Both sites will feature a hygiene trailer which will have seven toilets and showers as well as four washers and dryers, Moore said.

The bridge shelters should open the middle of June, said Amber Sheikh Ginsberg, the head of the Council District 15 Working Group on Homelessness.

The people at the bridge homes will have access to mental health services, substance abuse counselling, job readiness training and social integration opportunities, said 15th District City Councilman Joe Buscaino, who emceed both groundbreakings.

“We are a community that has said yes to solutions,” Buscaino said. “We are a community that is leading with urgency on this issue to move these souls from the sidewalks and into secure shelter as we’re building a pipeline toward permanent supportive housing.”

Both sites will have onsite private security and the surrounding communities will receive enhanced clean-ups by Los Angeles Sanitation and Environment five days a week, Buscaino said.

There has been little opposition to these projects, aside from the opposition at the community meetings in Wilmington, said Los Angeles Mayor Eric Garcetti.

“There are always people who fear and I understand that fear,” Garcetti said. “You have to hear people, but my experience so far at every single one of these that opens is that all those fears don’t come true.”

Garcetti was present at the Wilmington groundbreaking. He was absent at the San Pedro groundbreaking because he was in Sacramento earlier in the day with Gov. Gavin Newsom. Newsom is laying out a directive asking for anyone to help with the homeless crisis.

“We will use any piece of property,” Garcetti said. “We inventoried all of our properties about four years ago now. So we know what will work, absolutely. And we know what won’t, sometimes it’s just a little sliver of something you can’t put anybody on.”

Newsom has put together a strike team across different city departments to work together on homeless issues, Garcetti said.

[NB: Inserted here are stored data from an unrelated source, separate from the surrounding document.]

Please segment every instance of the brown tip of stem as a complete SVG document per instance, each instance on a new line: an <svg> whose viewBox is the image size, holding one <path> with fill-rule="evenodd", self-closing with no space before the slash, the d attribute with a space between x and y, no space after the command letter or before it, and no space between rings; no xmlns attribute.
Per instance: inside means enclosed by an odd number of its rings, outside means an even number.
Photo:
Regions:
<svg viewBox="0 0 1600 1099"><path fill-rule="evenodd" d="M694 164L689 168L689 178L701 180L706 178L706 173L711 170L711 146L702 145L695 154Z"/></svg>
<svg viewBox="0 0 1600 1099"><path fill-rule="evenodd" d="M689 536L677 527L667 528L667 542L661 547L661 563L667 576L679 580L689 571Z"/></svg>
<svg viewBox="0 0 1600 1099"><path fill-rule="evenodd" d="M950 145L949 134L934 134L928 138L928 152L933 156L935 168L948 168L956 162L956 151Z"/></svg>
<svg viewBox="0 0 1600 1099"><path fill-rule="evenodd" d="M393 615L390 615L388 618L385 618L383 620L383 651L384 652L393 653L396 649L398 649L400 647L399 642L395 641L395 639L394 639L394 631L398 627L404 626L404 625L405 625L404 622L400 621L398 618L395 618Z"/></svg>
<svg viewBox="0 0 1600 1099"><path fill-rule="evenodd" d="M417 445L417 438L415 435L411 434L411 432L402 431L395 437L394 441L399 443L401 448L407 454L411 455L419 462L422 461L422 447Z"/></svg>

The city previously opened a shelter in Watts and two former homeless people who live at the shelter spoke at both groundbreakings. Kelvin Bryant lived on the streets for seven years and was in shelters before, but did not care for them and expected the same from the bridge home.

“I thought it would be like any other shelter,” Bryant said. “You go in there and you smell the smell and you get up and you get out and people treat you bad. But this one, it’s like they’re almost family there.”

Since coming to the bridge home, Bryant has died on the operating table, but he had a bed to come back to when he was revived.

“I was living off potato chips on the street, that’s how I had my first heart attack, because I could afford nothing else,” Bryant said.

Bryant did not have any teeth when he went into the bridge home, but he now has a full set. He recently signed a lease on an apartment.

Bryant is no longer able to work due to his health, but he said if people needed their houses painted or their grass cut, he would do it for free.

The other resident of the Watts bridge home who spoke was Laverne Green, who was living in her Cadillac for more than a year after getting divorced and going bankrupt. She is a registered nurse in Los Angeles and has been working for more than 40 years. She was the last woman to initially get a place in the Watts shelter and this was only because the previous woman who was selected to take the last spot dropped out.

Before she entered the shelter, Green decided she would try living there for 60 days and she thought she would spend those days sleeping. But the people at the bridge home believed in her and she changed her mind.

“I said I’m more than what you see right now,” Green said. “I want to work, I want to give back. I’m 61 and everybody says just go on social security, you’ll get your house and you’ll just sleep in a house, that’s it. I said no, no, no, I have to work. Forty years [of being an] economic producing individual. That’s all I’ve ever known.”

Green had lost her qualifications as a registered nurse, but the Salvation Army helped her get them back and she is currently looking for a job and permanent housing.